For years, the parties operated with extreme informality. The appellant managed the day-to-day operations, introduced business leads, and even made a payment of £39,000 into the company account. The company’s accountant even filed documents at Companies House at one stage showing the parties as joint shareholders. However, when the relationship soured in 2021, the respondent—who was illiterate and spoke limited English—maintained that he was the 100% owner. He argued that while he had agreed to share the profits of the business with the appellant as a form of salary, he had never agreed to give away half of the company itself. The trial Judge originally ruled against the appellant, finding that no such oral agreement existed. The appellant then took the case to the CoA.
Decision:
The CoA dismissed the appeal and upheld the original decision. The Justices noted that, in cases involving oral agreements, a witness's credibility is the most important factor. The appellant’s case was fatally undermined because his story shifted multiple times—changing the dates when the agreement supposedly started and offering contradictory accounts of whether he owned other side businesses exclusively or jointly. The Court found that the £39,000 payment was not definitive proof of a share purchase, as the company's ledgers had actually recorded it as a "loan" rather than a capital investment.

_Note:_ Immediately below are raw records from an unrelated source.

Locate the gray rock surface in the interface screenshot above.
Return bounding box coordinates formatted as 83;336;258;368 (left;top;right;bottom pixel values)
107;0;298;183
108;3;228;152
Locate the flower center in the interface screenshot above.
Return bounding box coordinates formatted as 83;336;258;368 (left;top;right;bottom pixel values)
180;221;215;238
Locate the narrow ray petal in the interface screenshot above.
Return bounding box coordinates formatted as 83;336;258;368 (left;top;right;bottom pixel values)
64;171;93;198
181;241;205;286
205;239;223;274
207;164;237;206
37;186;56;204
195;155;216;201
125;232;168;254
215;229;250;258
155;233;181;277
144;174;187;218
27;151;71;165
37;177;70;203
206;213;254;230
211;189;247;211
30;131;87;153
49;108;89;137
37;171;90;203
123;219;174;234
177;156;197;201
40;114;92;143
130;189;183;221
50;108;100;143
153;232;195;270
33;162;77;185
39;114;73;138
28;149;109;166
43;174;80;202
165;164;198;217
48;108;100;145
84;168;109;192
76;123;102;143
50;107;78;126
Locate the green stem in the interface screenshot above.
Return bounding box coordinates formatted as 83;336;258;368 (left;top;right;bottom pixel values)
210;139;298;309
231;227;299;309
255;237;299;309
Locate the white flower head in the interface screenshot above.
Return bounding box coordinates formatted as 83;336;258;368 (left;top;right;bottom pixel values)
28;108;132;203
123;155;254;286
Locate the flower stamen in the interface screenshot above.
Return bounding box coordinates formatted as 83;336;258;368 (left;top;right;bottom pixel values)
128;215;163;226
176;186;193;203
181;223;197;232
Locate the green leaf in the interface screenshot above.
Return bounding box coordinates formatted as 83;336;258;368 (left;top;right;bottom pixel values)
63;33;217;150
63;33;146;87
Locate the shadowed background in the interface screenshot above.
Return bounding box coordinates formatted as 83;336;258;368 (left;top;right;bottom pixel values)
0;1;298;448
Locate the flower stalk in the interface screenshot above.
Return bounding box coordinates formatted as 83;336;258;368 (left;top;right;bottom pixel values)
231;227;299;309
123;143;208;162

Ultimately, the Court ruled that the appellant had failed to prove his case on the "balance of probabilities," leaving the respondent as the sole owner of the business.
Implications:
This judgement carries significant implications for anyone entering into an informal business arrangement. The first and most critical lesson is that Companies House filings are not a substitute for a legal contract. Just because an accountant registers you as a shareholder does not mean a court will recognise that ownership if the underlying agreement is disputed. Moreover, if the "paperwork" was filled out based on one-sided instructions, it can be dismissed as a mere administrative error.
Secondly, the case demonstrates the "credibility trap". If a dispute reaches court, a judge will scrutinise every letter, email, and witness statement you have ever sent. If your story changes even slightly over time, a judge may find your entire evidence "unreliable," making it almost impossible to win a claim based on a verbal promise. Finally, for those operating in multi-lingual environments, the case highlights the danger of using ambiguous terms. In this instance, the Punjabi word "sanja" (meaning "joint" or "together") was interpreted by the Court as a profit-sharing arrangement rather than a transfer of company equity. To protect your investment, every business partnership should be solidified with a formal Shareholders' Agreement that clearly defines the difference between earning a share of the profits and owning a share of the assets.